We are deploying our application docker image in AWS cloud using ArgoCD and kubernites. We have used protobuf 4.29.0 version. Please find the attached Gemfile.lock. lock_file.zip

manasaheggere avatar Dec 09 '24 12:12 manasaheggere

Hi @manasaheggere, thanks for sharing details around your architecture and your lock file.

We discussed this issue during the SIG and think we may need some additional logging around the exporter to try to get a better sense of what the data that's being rejected looks like. I have some code with extra logging I'd like you to add to your app.

I have two options for how you can add it:

  1. I created a branch I'd like you to use to install the OTLP exporter. To install it, update the line in your Gemfile for opentelemetry-exporter-otlp to:
gem 'opentelemetry-exporter-otlp', github: 'kaylareopelle/opentelemetry-ruby', branch: 'debug-unsigned-long-long', glob: 'exporter/otlp/*.gemspec'
  1. Alternatively, you can monkey patch your exporter by adding the code in this gist to your opentelemetry.rb file before you call OpenTelemetry::SDK.configure.

Could you run the exporter with the additional logging code in the environment where the error is raised and share the logs with us? Please remove any information that might be considered sensitive from the file before you post.

kaylareopelle avatar Dec 13 '24 01:12 kaylareopelle

Hi @arielvalentin

We are deploying our application docker image in AWS cloud using ArgoCD and kubernites.

We have used protobuf 4.29.0 version. Please find the attached Gemfile.lock.

lock_file.zip

What is the machine architecture? 32 or 64 bit?

arielvalentin avatar Dec 13 '24 03:12 arielvalentin

Hi @kaylareopelle

I have followed approach 1 and attached the screenshot of the loggers.
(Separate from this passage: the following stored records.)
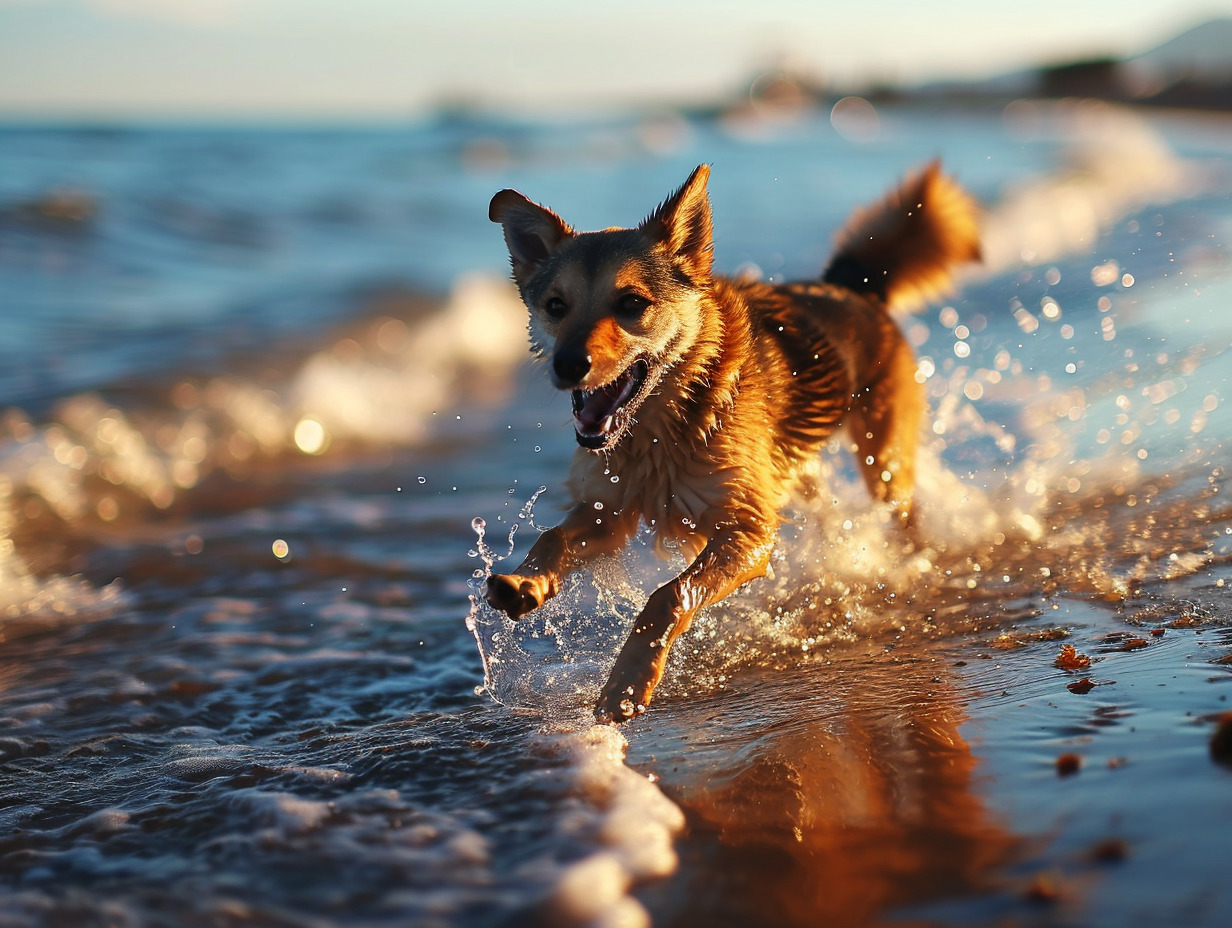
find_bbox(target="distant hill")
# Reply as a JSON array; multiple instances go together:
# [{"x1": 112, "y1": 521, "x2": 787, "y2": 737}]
[
  {"x1": 1125, "y1": 18, "x2": 1232, "y2": 83},
  {"x1": 917, "y1": 18, "x2": 1232, "y2": 110}
]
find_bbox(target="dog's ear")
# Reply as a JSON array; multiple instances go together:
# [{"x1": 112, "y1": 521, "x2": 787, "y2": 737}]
[
  {"x1": 488, "y1": 190, "x2": 573, "y2": 286},
  {"x1": 639, "y1": 164, "x2": 715, "y2": 283}
]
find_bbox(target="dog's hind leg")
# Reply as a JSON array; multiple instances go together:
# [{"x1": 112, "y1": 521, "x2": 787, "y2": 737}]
[
  {"x1": 846, "y1": 333, "x2": 925, "y2": 525},
  {"x1": 595, "y1": 523, "x2": 776, "y2": 722}
]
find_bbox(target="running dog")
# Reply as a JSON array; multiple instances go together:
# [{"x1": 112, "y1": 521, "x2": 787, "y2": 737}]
[{"x1": 485, "y1": 163, "x2": 979, "y2": 722}]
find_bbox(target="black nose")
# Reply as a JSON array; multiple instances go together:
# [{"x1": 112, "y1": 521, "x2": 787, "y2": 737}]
[{"x1": 552, "y1": 345, "x2": 590, "y2": 388}]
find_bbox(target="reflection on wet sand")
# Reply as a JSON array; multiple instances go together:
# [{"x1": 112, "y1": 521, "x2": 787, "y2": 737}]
[{"x1": 647, "y1": 656, "x2": 1015, "y2": 926}]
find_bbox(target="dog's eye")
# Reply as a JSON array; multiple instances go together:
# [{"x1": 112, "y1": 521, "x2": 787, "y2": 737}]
[{"x1": 616, "y1": 293, "x2": 650, "y2": 318}]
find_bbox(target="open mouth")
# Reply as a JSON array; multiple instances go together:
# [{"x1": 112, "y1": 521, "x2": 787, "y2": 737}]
[{"x1": 573, "y1": 357, "x2": 650, "y2": 451}]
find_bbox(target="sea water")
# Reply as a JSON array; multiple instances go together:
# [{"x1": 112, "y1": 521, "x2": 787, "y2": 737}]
[{"x1": 0, "y1": 101, "x2": 1232, "y2": 926}]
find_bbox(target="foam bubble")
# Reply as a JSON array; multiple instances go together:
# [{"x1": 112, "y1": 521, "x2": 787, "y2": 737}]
[{"x1": 549, "y1": 725, "x2": 685, "y2": 926}]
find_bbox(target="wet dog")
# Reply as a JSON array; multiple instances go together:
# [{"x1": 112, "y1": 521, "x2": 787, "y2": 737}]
[{"x1": 487, "y1": 164, "x2": 979, "y2": 721}]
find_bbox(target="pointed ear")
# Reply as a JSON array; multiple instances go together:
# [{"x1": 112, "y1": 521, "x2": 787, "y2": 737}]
[
  {"x1": 488, "y1": 190, "x2": 573, "y2": 286},
  {"x1": 639, "y1": 164, "x2": 715, "y2": 282}
]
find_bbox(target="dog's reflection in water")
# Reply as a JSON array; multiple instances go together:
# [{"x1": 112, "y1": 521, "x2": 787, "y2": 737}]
[{"x1": 631, "y1": 659, "x2": 1016, "y2": 926}]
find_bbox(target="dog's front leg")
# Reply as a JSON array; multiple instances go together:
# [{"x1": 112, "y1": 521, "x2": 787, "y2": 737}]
[
  {"x1": 484, "y1": 500, "x2": 637, "y2": 619},
  {"x1": 595, "y1": 525, "x2": 774, "y2": 722}
]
I am seeing more logs similar to the loggers in screenshot, please let me know if any specific loggers is required to be shared. Screenshot 2024-12-18 at 5 13 54 PM

We are also getting one more error ERROR -- : OpenTelemetry error: unexpected configuration error due to attribute values must be (array of) strings, integers, floats, or booleans - OpenTelemetry::SDK::ConfigurationError - /home/circleci/.rubygems/gems/opentelemetry-sdk-1.6.0/lib/opentelemetry/sdk.rb:69:in rescue in configure'`

Hi @arielvalentin

Machine architecture is 64bit.

manasaheggere avatar Dec 18 '24 11:12 manasaheggere

Can you share your gem file.lock ?

arielvalentin avatar Dec 18 '24 13:12 arielvalentin

Hi @arielvalentin

Please find the attached Gemfile.lock gemfile_lock.zip

manasaheggere avatar Dec 19 '24 12:12 manasaheggere

Hi Team, Any luck on this fix ?

manasaheggere avatar Dec 26 '24 04:12 manasaheggere

We've run into the end of year holidays here so I don't think anyone has taken a closer look since that time.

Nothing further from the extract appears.